The devil is in the details. The extend to which the World Bank and UN are willing to blackmail “Highly Indebted Poor Country’s” in implementing globally coordinated population control policies also becomes obvious in the second test-case example: Yemen:
“In the lending portfolio, restructuring of the Health Sector Reform Project (which includes family planning) is proposed and is expected to lead to a Population II Project to specifically address high fertility and family planning issues. Pillars two and three address population and reproductive health. Contraception is addressed effectively, and CPR is included as a CAS indicator. Furthermore, earlier in 2006, the Bank produced a study on “Promoting the Demand for FP in Yemen.”
“High fertility and rapid population growth”, the document reads, “were not only acknowledged as major impediments to economic growth and poverty reduction, but was included as one of the specific goals that was subsequently translated into policies, programs, and an indicator (reduce population growth rate by 3 percent per annum). Moreover, budget was allocated specifically for each of the four population policies that were outlined.”

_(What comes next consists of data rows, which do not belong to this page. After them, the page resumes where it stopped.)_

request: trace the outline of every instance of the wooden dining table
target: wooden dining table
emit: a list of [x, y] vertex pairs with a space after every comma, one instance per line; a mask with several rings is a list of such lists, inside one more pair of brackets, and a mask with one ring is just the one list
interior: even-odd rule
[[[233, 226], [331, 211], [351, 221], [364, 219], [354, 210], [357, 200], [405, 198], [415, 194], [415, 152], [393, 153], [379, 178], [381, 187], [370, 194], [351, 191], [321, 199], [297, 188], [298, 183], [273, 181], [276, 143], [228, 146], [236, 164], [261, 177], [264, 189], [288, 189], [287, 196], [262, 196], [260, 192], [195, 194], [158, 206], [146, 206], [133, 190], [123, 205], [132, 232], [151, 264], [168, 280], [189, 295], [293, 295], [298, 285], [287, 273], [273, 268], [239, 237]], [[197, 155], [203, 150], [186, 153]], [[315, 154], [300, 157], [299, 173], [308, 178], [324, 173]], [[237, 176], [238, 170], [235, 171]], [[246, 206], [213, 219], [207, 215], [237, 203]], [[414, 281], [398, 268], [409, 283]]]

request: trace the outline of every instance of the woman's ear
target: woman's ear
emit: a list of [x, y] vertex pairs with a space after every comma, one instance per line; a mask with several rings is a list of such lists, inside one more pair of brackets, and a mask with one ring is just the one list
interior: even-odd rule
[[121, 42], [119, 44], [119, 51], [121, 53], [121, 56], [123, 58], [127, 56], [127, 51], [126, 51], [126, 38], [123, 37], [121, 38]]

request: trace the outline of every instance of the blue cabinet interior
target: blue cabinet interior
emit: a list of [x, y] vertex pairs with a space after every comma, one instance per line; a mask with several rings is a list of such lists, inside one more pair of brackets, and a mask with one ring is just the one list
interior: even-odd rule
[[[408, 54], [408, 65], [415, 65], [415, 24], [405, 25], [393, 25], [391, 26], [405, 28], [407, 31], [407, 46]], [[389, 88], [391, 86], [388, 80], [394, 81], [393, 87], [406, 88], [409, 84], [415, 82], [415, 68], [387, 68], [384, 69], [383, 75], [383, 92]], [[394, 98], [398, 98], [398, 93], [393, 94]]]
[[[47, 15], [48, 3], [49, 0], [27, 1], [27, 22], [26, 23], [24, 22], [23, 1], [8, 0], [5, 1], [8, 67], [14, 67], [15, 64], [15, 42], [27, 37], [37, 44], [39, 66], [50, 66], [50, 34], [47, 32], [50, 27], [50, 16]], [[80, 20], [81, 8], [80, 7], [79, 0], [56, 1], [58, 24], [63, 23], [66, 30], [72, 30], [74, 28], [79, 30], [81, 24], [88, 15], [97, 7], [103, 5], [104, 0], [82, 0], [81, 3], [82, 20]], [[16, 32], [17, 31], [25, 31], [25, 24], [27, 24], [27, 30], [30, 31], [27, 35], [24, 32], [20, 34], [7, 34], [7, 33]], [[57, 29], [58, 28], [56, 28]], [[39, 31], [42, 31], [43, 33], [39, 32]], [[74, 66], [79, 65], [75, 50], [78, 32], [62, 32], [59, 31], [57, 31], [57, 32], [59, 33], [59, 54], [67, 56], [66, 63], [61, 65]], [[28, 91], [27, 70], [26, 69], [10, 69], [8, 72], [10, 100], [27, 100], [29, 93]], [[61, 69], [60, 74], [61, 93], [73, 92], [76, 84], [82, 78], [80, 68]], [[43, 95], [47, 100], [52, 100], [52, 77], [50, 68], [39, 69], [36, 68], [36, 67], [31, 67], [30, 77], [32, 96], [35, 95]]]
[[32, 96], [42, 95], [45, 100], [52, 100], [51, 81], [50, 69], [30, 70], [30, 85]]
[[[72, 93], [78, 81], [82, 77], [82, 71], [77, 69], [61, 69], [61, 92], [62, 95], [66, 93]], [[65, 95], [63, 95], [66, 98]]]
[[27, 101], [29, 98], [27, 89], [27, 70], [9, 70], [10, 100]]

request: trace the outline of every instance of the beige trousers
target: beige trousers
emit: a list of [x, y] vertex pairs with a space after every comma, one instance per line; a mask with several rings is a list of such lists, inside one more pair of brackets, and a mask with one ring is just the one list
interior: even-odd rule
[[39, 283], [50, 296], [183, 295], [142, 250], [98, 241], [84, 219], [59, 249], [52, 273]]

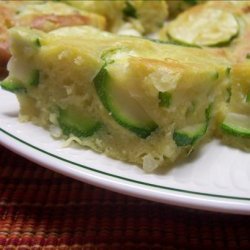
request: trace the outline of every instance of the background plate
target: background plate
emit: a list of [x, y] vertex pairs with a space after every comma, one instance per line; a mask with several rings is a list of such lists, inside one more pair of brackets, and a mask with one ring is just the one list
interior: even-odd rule
[[214, 140], [164, 173], [88, 149], [63, 147], [42, 128], [18, 121], [15, 96], [0, 90], [0, 142], [53, 171], [112, 191], [166, 204], [250, 214], [250, 155]]

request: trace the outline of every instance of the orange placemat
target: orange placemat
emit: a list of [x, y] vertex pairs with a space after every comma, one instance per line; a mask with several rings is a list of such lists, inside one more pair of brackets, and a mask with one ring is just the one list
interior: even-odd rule
[[250, 216], [116, 194], [0, 146], [0, 249], [250, 249]]

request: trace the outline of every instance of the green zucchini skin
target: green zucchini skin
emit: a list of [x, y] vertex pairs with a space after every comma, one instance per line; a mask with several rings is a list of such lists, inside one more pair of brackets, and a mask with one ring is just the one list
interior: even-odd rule
[[135, 133], [140, 138], [147, 138], [158, 128], [158, 125], [153, 121], [149, 121], [148, 124], [134, 124], [133, 121], [130, 121], [129, 118], [123, 115], [122, 110], [116, 109], [115, 103], [112, 102], [112, 96], [109, 93], [111, 77], [106, 66], [107, 64], [105, 63], [93, 80], [97, 95], [103, 106], [122, 127]]

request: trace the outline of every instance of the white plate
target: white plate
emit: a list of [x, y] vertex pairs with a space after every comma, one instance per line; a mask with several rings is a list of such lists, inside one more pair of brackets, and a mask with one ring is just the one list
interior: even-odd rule
[[63, 147], [42, 128], [17, 119], [15, 96], [0, 90], [0, 142], [51, 170], [112, 191], [184, 207], [250, 214], [250, 155], [221, 145], [203, 147], [165, 173], [139, 167], [88, 149]]

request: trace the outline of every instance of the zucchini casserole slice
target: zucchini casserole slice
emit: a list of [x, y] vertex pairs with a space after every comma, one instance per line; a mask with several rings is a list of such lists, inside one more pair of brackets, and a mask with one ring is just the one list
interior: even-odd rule
[[20, 119], [153, 171], [188, 155], [214, 129], [228, 63], [197, 48], [91, 27], [10, 30], [2, 88]]
[[231, 70], [231, 88], [220, 116], [220, 135], [227, 144], [250, 151], [250, 62]]

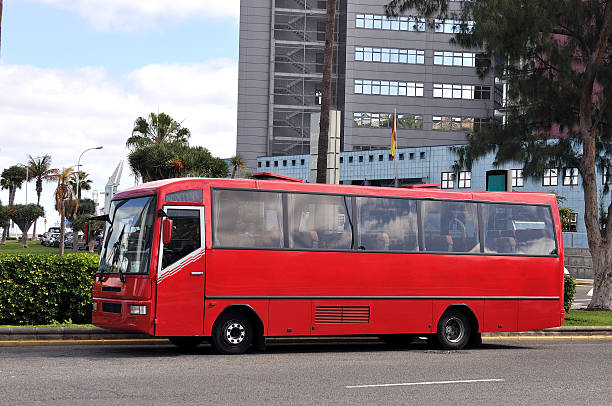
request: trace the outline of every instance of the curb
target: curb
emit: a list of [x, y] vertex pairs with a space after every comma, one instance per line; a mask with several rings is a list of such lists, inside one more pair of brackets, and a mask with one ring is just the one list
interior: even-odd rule
[[[483, 333], [483, 339], [516, 339], [516, 338], [540, 338], [540, 337], [612, 337], [612, 326], [566, 326], [554, 327], [544, 330], [533, 330], [511, 333]], [[350, 339], [351, 337], [280, 337], [273, 340], [336, 340]], [[377, 339], [377, 337], [352, 337], [358, 339]], [[72, 343], [85, 343], [95, 341], [96, 343], [162, 343], [163, 337], [152, 337], [142, 333], [131, 333], [124, 331], [106, 330], [100, 327], [0, 327], [0, 345], [9, 343], [43, 343], [49, 342], [61, 344], [63, 341]]]

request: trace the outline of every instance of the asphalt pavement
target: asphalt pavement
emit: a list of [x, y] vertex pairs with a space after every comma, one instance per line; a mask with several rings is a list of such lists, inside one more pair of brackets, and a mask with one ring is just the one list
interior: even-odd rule
[[612, 340], [277, 343], [263, 353], [170, 345], [0, 347], [0, 405], [608, 405]]

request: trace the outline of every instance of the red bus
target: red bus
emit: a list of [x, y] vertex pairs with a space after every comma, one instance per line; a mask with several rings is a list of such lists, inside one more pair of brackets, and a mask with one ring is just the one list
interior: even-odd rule
[[552, 194], [168, 179], [116, 194], [109, 222], [93, 323], [184, 348], [417, 334], [459, 349], [565, 316]]

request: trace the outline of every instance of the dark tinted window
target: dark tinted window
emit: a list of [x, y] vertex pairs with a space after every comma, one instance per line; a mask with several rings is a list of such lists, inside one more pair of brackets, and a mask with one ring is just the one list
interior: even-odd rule
[[480, 252], [476, 203], [421, 202], [425, 251]]
[[283, 247], [283, 210], [280, 193], [215, 190], [213, 199], [215, 246]]
[[483, 203], [482, 221], [487, 253], [555, 253], [555, 228], [548, 206]]
[[178, 192], [168, 193], [166, 201], [202, 203], [202, 189], [179, 190]]
[[167, 210], [172, 219], [172, 240], [164, 245], [162, 268], [172, 265], [202, 246], [199, 210]]
[[350, 249], [350, 197], [289, 194], [289, 247]]
[[358, 247], [372, 251], [417, 251], [416, 202], [357, 198]]

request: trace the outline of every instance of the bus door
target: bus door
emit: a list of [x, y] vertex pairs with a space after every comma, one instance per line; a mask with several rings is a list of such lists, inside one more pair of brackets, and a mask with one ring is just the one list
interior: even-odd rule
[[172, 239], [164, 245], [160, 237], [155, 335], [202, 335], [204, 207], [165, 206], [164, 211], [172, 220]]

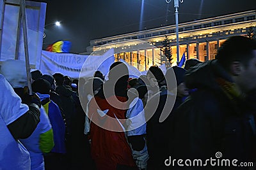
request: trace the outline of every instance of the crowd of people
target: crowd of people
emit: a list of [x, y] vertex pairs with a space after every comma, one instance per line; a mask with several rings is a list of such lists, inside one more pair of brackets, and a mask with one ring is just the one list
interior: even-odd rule
[[131, 78], [121, 62], [108, 80], [97, 71], [82, 83], [34, 70], [32, 95], [24, 61], [3, 62], [0, 73], [0, 169], [255, 169], [239, 166], [256, 164], [248, 38], [231, 37], [215, 59], [188, 59], [165, 74], [153, 66]]

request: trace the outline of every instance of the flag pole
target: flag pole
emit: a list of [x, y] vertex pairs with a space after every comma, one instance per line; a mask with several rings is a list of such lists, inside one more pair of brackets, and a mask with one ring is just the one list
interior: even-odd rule
[[30, 68], [29, 68], [29, 57], [28, 53], [28, 45], [27, 20], [26, 18], [25, 0], [20, 0], [20, 8], [21, 8], [22, 20], [23, 37], [24, 37], [24, 51], [25, 51], [26, 70], [27, 72], [28, 87], [29, 90], [29, 95], [32, 95], [32, 87], [31, 82], [31, 74], [30, 74]]

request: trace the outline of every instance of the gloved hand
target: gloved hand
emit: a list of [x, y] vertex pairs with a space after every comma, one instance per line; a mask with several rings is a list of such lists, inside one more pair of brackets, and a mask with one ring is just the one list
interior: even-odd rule
[[40, 108], [41, 100], [39, 96], [36, 93], [32, 92], [32, 95], [29, 95], [29, 97], [31, 97], [31, 103], [36, 104]]
[[29, 95], [28, 90], [24, 88], [24, 97], [22, 98], [22, 103], [29, 104], [31, 103], [35, 103], [38, 106], [39, 108], [41, 108], [41, 100], [39, 96], [35, 92], [32, 92], [32, 95]]

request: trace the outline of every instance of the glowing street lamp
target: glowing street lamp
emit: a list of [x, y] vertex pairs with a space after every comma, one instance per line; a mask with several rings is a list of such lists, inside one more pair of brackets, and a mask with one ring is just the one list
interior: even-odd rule
[[[167, 3], [170, 3], [172, 0], [165, 0]], [[183, 0], [173, 0], [174, 8], [175, 8], [175, 22], [176, 22], [176, 37], [177, 37], [177, 62], [179, 62], [179, 55], [180, 52], [179, 50], [179, 17], [178, 17], [178, 8], [179, 1], [180, 3], [183, 3]]]
[[[45, 29], [45, 27], [46, 27], [47, 26], [51, 25], [56, 25], [57, 27], [60, 27], [60, 25], [61, 25], [61, 23], [60, 23], [60, 21], [56, 21], [56, 22], [55, 22], [54, 23], [51, 23], [51, 24], [47, 24], [47, 25], [44, 25], [44, 29]], [[44, 38], [45, 38], [45, 36], [46, 36], [45, 32], [44, 32]]]
[[55, 25], [56, 25], [57, 26], [60, 26], [60, 22], [59, 21], [56, 22]]

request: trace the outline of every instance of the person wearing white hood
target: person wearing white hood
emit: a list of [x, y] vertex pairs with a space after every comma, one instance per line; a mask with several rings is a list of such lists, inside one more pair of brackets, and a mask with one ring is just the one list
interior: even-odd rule
[[[33, 94], [32, 102], [33, 100], [35, 100], [38, 106], [35, 104], [30, 104], [28, 108], [28, 106], [20, 104], [20, 102], [28, 103], [29, 103], [29, 101], [31, 101], [31, 99], [29, 99], [30, 97], [28, 94], [28, 92], [26, 92], [26, 90], [24, 90], [24, 89], [26, 89], [24, 87], [28, 85], [25, 62], [24, 60], [8, 60], [4, 61], [2, 64], [0, 73], [5, 76], [14, 89], [13, 91], [13, 90], [12, 89], [12, 87], [9, 85], [8, 88], [6, 87], [6, 89], [9, 89], [5, 90], [2, 88], [3, 85], [0, 85], [1, 91], [3, 90], [1, 94], [0, 94], [2, 96], [1, 96], [0, 101], [4, 104], [6, 103], [6, 104], [7, 104], [6, 105], [6, 108], [3, 108], [3, 106], [4, 106], [3, 105], [3, 104], [0, 104], [3, 108], [0, 108], [0, 115], [1, 115], [3, 118], [3, 122], [6, 122], [9, 129], [9, 126], [12, 126], [12, 124], [13, 123], [8, 125], [8, 124], [7, 124], [8, 122], [12, 122], [12, 121], [15, 121], [14, 122], [15, 122], [17, 120], [19, 120], [20, 124], [14, 124], [12, 125], [12, 128], [15, 128], [15, 129], [13, 131], [10, 129], [10, 131], [14, 139], [13, 138], [12, 140], [10, 139], [9, 142], [12, 143], [12, 145], [15, 144], [15, 140], [16, 140], [17, 143], [19, 144], [20, 144], [20, 142], [29, 153], [29, 154], [28, 154], [28, 152], [24, 148], [24, 153], [22, 153], [22, 155], [26, 155], [26, 157], [19, 155], [18, 153], [21, 153], [22, 152], [13, 152], [15, 149], [15, 147], [13, 146], [10, 148], [10, 151], [8, 151], [8, 148], [4, 148], [4, 145], [2, 145], [2, 143], [4, 142], [3, 141], [4, 140], [1, 140], [0, 153], [4, 153], [4, 155], [1, 155], [0, 154], [0, 169], [43, 170], [44, 169], [43, 153], [50, 152], [54, 146], [52, 130], [48, 117], [43, 107], [41, 107], [40, 101], [37, 95], [35, 94]], [[0, 78], [3, 79], [1, 76]], [[1, 81], [1, 83], [2, 83], [3, 81]], [[11, 91], [12, 95], [10, 95], [10, 93], [7, 93], [7, 90]], [[21, 100], [15, 93], [21, 98]], [[6, 97], [7, 95], [9, 96]], [[4, 100], [3, 100], [3, 99], [4, 99]], [[13, 105], [13, 106], [12, 106], [12, 105]], [[18, 106], [15, 106], [15, 105]], [[40, 111], [38, 106], [40, 108]], [[18, 111], [13, 111], [13, 108], [18, 109]], [[6, 112], [6, 110], [9, 112]], [[17, 112], [18, 112], [18, 114]], [[28, 112], [28, 113], [26, 113]], [[26, 115], [28, 115], [22, 120], [21, 118], [22, 118], [22, 117], [24, 117]], [[2, 126], [2, 122], [1, 122], [2, 120], [1, 118], [1, 117], [0, 117], [0, 126]], [[22, 130], [20, 129], [22, 129], [22, 127], [26, 127], [26, 129], [23, 128], [24, 129]], [[29, 129], [29, 131], [28, 129]], [[13, 131], [15, 132], [14, 134], [12, 132]], [[22, 132], [22, 131], [28, 131], [28, 132], [29, 132], [26, 136], [20, 136], [20, 133]], [[0, 132], [0, 138], [1, 139], [4, 138], [1, 136], [1, 132]], [[23, 146], [22, 146], [24, 147]], [[16, 148], [17, 148], [17, 146], [16, 146]], [[2, 150], [3, 152], [2, 152]], [[4, 151], [4, 150], [5, 150], [5, 151]], [[6, 160], [6, 154], [7, 156], [10, 155], [9, 160]], [[29, 161], [29, 156], [31, 163]], [[24, 158], [24, 159], [21, 160], [20, 158]], [[25, 163], [26, 163], [26, 166], [24, 165]], [[21, 166], [22, 164], [23, 166]]]

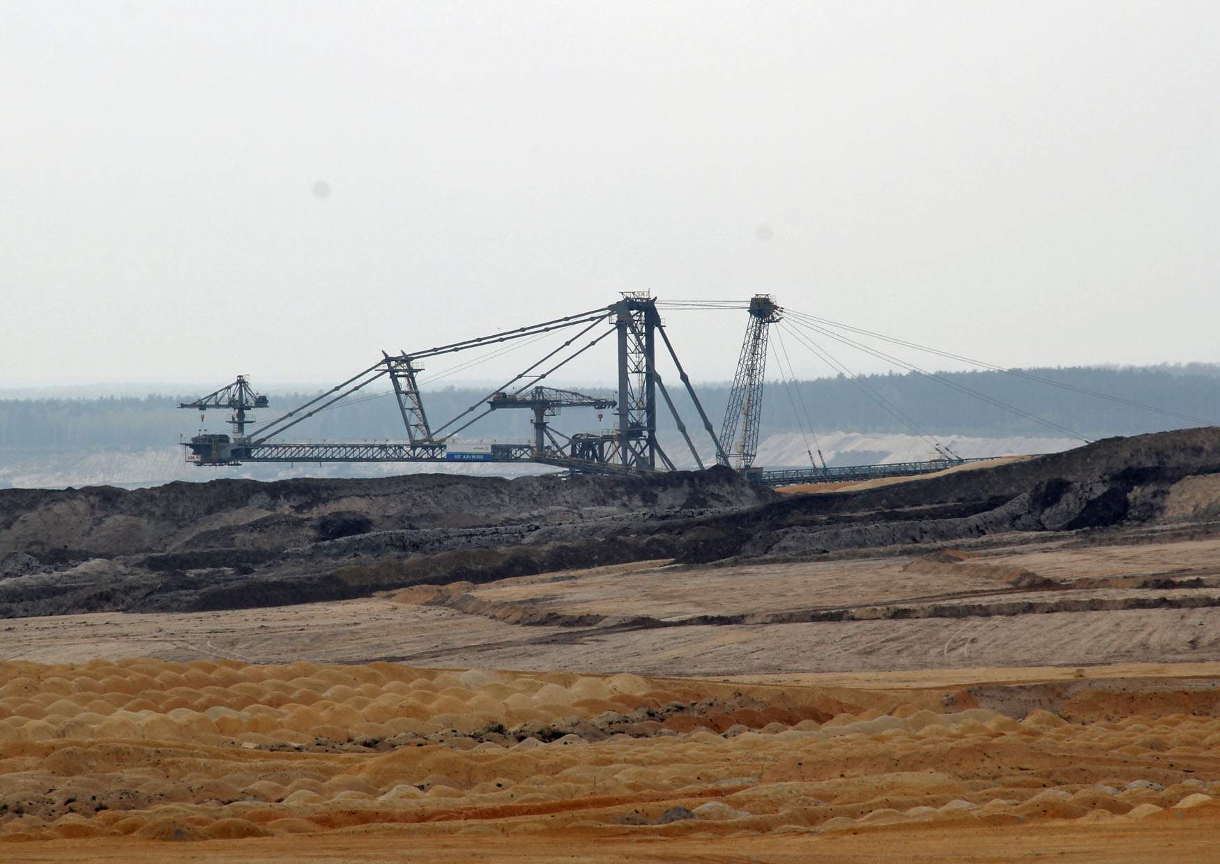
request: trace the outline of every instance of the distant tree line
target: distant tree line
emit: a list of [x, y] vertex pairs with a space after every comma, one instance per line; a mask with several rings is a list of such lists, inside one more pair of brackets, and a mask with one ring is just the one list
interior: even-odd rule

The dimensions of this “Global Consensus” are extensive. These diabolical dimensions are being described in the 2007 “Discussion Paper” with the help of the catch-phrase: “Multisectoral approach”:
“A more systematic approach to mainstream population within the core agenda (…) would greatly enhance the adoption of a truly multisectoral approach. (….) The Bank’s comparative advantages in strengthening health systems are mainly in the areas of health financing, system governance, accountability for health service delivery, and demand-side interventions, all of which are important to further the population agenda.”
The authors continue:
“By supporting large-scale implementation of an integrated health sector plan that includes family planning, the Bank can play an important role in keeping family planning as a priority in high fertility and high-population-momentum countries. Even though historically some successful family planning programs were based on a vertical approach, such an approach is now considered less attractive, both from a sustainability standpoint as well as from a comprehensive reproductive health approach.”
However deceptive and “rational” the language, the document is nevertheless strangely upfront about their full-spectrum dominance, to make use of a military phrase:
“Unless population issues are approached in a multipronged fashion, it is unlikely to accelerate a demographic transition in these countries.”
The report goes on to say that: “The Bank is well positioned to systematically include population and reproductive health dimensions in key strategic documents (…). The Bank is particularly well placed to provide the fiscal and economic analysis to ensure that funding of population issues is placed within the overall development financing agenda of the country.”
“This strategy can be best achieved by a coordinated strategy implemented by a visible, strong, and high-level in-country unit with the mandate to design, monitor, and evaluate the effectiveness of the program. The Bank can help strengthen such institutional mechanisms, and foster collaboration with external national or international partners.”